Richard has posed a quote from Cole on the theme of the psalter. Much as I have benefited from Cole's paper on psalms 1, 2 and 149, I think that a single word can sum up the theme of the psalter: praise.
Why do I pick this one word? Because of the cumulative weighting of praise (הַלְל) in Book 5 as the chart on the left shows. One could also read into the weighting of forever in book 5, לְעוֹלָם - so there it is - praise for ever. I expect that תהלים, the name for the Psalms that is traditional in Hebrew thought, comes from similar observation. Psalm 22:3 captures it also: יוֹשֵׁב תְּהִלּוֹת יִשְׂרָאֵל - enthroned on the praises of Israel. John Hobbins has a nice expansion on the word praise here.

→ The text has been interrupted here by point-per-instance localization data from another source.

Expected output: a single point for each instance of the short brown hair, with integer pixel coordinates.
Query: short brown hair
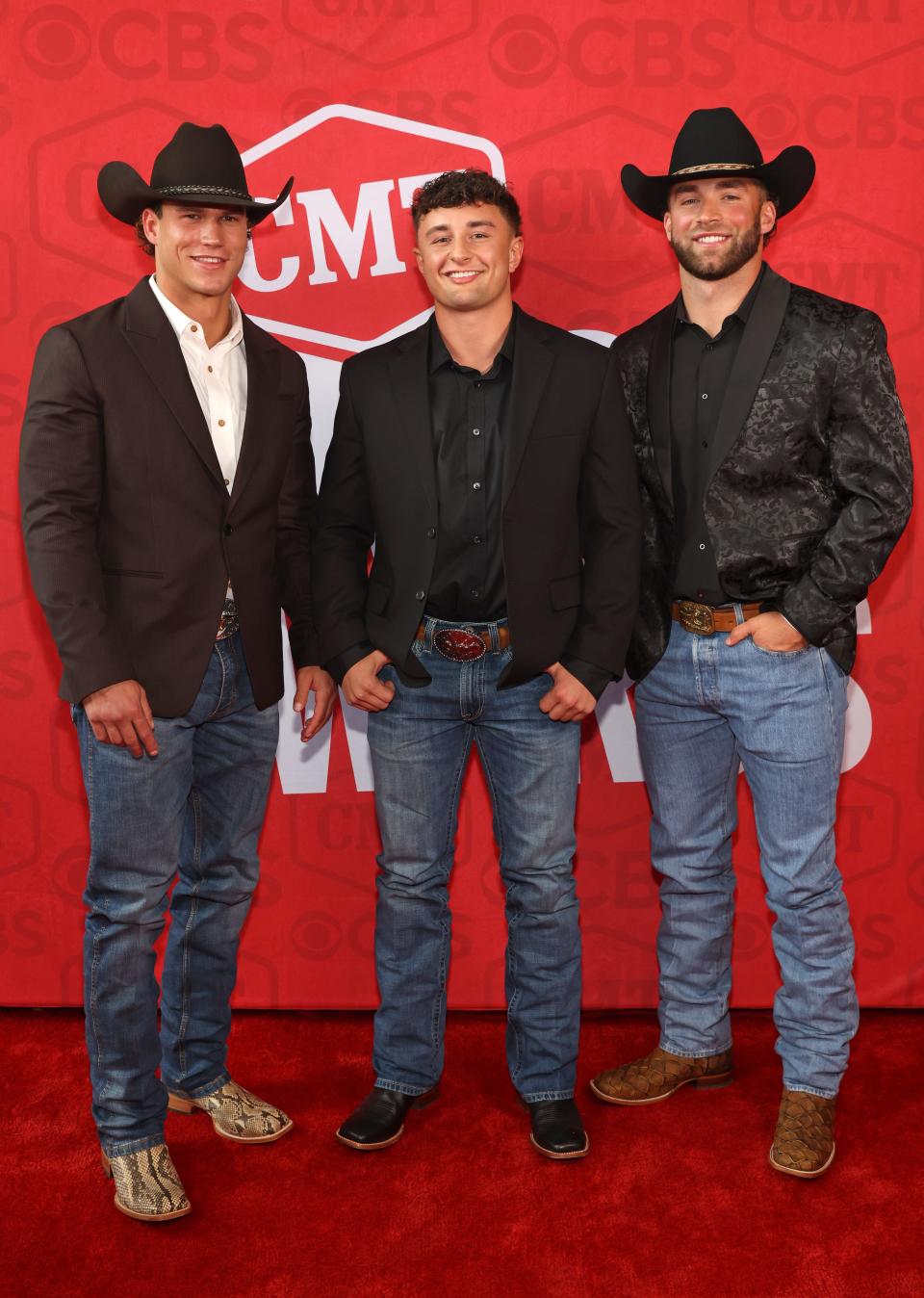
(462, 190)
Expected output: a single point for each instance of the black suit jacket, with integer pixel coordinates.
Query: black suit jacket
(130, 532)
(810, 467)
(570, 509)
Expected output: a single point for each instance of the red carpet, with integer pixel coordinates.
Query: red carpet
(675, 1200)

Eventually, I want to move from the multi-thematic frequently used words of the Psalter to this single aspect of praise. How does such a theme arise out of a long and tortuous tradition and an equally long and fractious history? How does it unify the movement from the wicked to the saints exemplified by the plural of Psalm 1 and the judgment of the plural חֲסִידִים in Psalm 149? This word is usually rendered as saints - but it is like its root, chesed, untranslatable. It means those to whom God has shown his chesed or those who are under God's protection, in this case loving kindness or mercy as shown through the covenant. (Lots of words for one word!)
We have seen the words that suggest to us that there are many themes in the Psalter: Whether it is the 8 repeated words of Psalm 119 that expand on the nurturing love of God for each individual and for the chosen, or whether it is the promise of covenant and the lament at its difficulty that pervades books 1 to 3, it is clear that enemies, troubles, sins, and failures, mercy, delight, and joy of the people - both chosen and otherwise - provide the context in which faith and trust in God's instruction are expressed.
I want also to return to my first questions on this blog over two years ago: why it is that there is no trumping of tradition by the words of Jesus in the letter to the Hebrews? Rather the tradition itself speaks of the anointing of the people and of the embodied dialogue of God with his equally concrete chosen anointed from the beginning, in the record of their lives and in the life of the nation.